I can just imagine trying to explain to someone who's not computer literate how fsb, L2 cache, processor frequency, prefetch, sse and everything else that differentiates Athlon's with PR ratings. It's much easier to just give them a performance number.

There are some cpu speeds which have more then one model of cpu that was available. For example the xp2800+ was available as both a thoroughbred-b and then a barton. Here's a chart:

http://www.tomshardware.com/cpu/20030210/barton-09.html

----------

## greg32

Yes, I know this.  There are many things that would be hard to explain, over and above the features you mentioned.  But, although this is the case, most still know what megahertz are, and they purchase a 2800+ as the equal equivalent of a 2.8p4.  And all over the place, there are thousands of people disheartened when they discover the lover clock ratings of the AMD chips.  I have even come accross people who simply can't grasp the idea, and when I try to explain it to them, they get pissed off.

----------

## CheshireCat

 *greg32 wrote:*   

> And all over the place, there are thousands of people disheartened when they discover the lover clock ratings of the AMD chips.  I have even come accross people who simply can't grasp the idea, and when I try to explain it to them, they get pissed off.

 

These tend to be the same people who really think that MHz == performance, so without this labelling, they would never have even considered AMD to begin with.  The only reasonable alternative would be to label it something like "Athlon XP 1.8GHz (performs same as P4 2.5GHz)".  I don't think this would be effective, people who "know" that clock speed == performance won't read past the 1.8GHz.  It could also turn into a legal and PR nightmare for AMD.Last edited by CheshireCat on Sun Jan 25, 2004 7:16 pm; edited 1 time in total

----------

## mukwuknuk

I hope this is still on-topic: where does one get Gentoo live-CDs and stages for AMD architecture?  I'm looking at all the download sites and all I see is AMD64 which I, like the originator of this thread, have not gone to yet.  Why does AMD32 seem to be lacking?  Are we supposed to use x86 images and stages, figuring AMD matches Intel fairly closely?  I don't think that will work, since I tried booting my AMD box off an i86 Gentoo CD but it refused to boot.  Should I start a new thread about this, or can someone give a few quick pointers?

----------

## SoulSe

 *mukwuknuk wrote:*   

> I hope this is still on-topic: where does one get Gentoo live-CDs and stages for AMD architecture?  I'm looking at all the download sites and all I see is AMD64 which I, like the originator of this thread, have not gone to yet.  Why does AMD32 seem to be lacking?  Are we supposed to use x86 images and stages, figuring AMD matches Intel fairly closely?  I don't think that will work, since I tried booting my AMD box off an i86 Gentoo CD but it refused to boot.  Should I start a new thread about this, or can someone give a few quick pointers?

 

I bought my Live CD set for Athlon XP from the store on this website. They are available for download as well, definately...

----------

## mukwuknuk

Oh I see it.... the AMD stuff is stored under x86.  My bad; I didn't expect it to be there.  Thanks.

----------

## richba5tard

Just to clear things up: AMD *never* claimed the XP rating system was supposed to compare it to the P4 equivalent, but to the older Athlon ThunderBird series.

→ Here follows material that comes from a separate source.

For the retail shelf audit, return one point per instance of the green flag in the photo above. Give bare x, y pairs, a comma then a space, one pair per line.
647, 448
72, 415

For those who feel cheated, don't be. The PC enthousiasts aren't cheated because they know Mhz is just one of the many factors determening the overall speed of a processor, and Jhon Doe doesn't get cheated either, because the average AMD processor is cheaper than the equivalent P4 processor.

----------

## Malakin

 *Quote:*   

> Just to clear things up: AMD *never* claimed the XP rating system was supposed to compare it to the P4 equivalent, but to the older Athlon ThunderBird series.

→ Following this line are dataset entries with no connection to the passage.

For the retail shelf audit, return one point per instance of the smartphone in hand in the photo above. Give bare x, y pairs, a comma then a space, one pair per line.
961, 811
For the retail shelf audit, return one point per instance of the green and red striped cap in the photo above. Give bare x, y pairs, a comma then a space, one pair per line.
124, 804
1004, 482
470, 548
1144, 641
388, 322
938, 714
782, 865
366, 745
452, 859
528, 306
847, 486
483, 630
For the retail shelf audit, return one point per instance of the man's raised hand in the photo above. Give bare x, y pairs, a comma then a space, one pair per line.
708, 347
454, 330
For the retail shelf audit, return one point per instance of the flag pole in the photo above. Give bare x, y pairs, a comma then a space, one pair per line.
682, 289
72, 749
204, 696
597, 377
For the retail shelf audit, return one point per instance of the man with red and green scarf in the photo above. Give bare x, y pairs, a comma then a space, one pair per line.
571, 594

 Almost everyone either thinks the performance ratings are based on the P4 or thinks they should be so they automatically start using it that way. Reading just about any review on new AMD processors a major point is always whether or not the AMD CPU lives up to it's performance rating compared to a P4 so like it or not AMD has to do so or it gets bad reviews.

Personally I think for the sake of the consumer it should be compared to "the competition" which in the case of an Athlon XP is the P4.

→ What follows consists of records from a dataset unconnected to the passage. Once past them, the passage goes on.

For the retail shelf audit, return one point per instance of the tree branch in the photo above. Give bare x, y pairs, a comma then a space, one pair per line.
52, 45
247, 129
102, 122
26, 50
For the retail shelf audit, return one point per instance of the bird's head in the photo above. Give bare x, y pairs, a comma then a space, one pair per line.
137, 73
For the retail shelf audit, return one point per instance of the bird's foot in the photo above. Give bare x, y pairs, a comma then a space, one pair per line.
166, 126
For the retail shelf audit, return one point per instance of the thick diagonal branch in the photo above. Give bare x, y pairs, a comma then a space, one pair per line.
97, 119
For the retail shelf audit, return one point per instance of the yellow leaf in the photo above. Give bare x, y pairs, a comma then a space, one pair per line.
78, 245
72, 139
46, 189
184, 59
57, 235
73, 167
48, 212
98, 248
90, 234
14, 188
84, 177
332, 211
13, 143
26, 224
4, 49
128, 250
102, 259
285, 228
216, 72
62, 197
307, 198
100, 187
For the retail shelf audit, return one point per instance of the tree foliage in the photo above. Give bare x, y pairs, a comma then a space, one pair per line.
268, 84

Going back and looking at some of the first Athlon XP articles they seem to think the Athlon XP's were rated against the P4 and some even make it sound like AMD had said it was this way. My guess is AMD's PR guys said it was rated against the thunderbird but inside they were really trying to rate it against the P4 and didn't want to publically say this for whatever reason. The Athlon XP's performance increased more steeply when the P4's introduced faster fsb's and faster chipsets, this would only make sense if they really were trying to match the P4.

http://www6.tomshardware.com/cpu/20010829/news-02.html

http://www.anandtech.com/cpu/showdoc.html?i=1543

----------

## bennerstul

The big difference with the 2500 is that it is the 'slowest' AMD processor with the 512 cache, even the 2700 still has 256 but higher clock speed.

----------

## Malakin

 *bennerstul wrote:*   

> The big difference with the 2500 is that it is the 'slowest' AMD processor with the 512 cache, even the 2700 still has 256 but higher clock speed.

 The early 2800+'s were still thoroughbreds with a 256K cache.

The Athlon XP 2500+ runs at a freqency of 1.83Ghz although there are mobile Athlons with 512K cache that run at 1.6Ghz.

The low frequency of the 2500+ has several advantages, one that it can overclock quite a bit and secondly if you leave it at the default speed it only uses 53.7 watts which is fairly low and easy to keep cool especialy with the larger die from the bigger L2 cache (P4 2.4C is 66 watts).

----------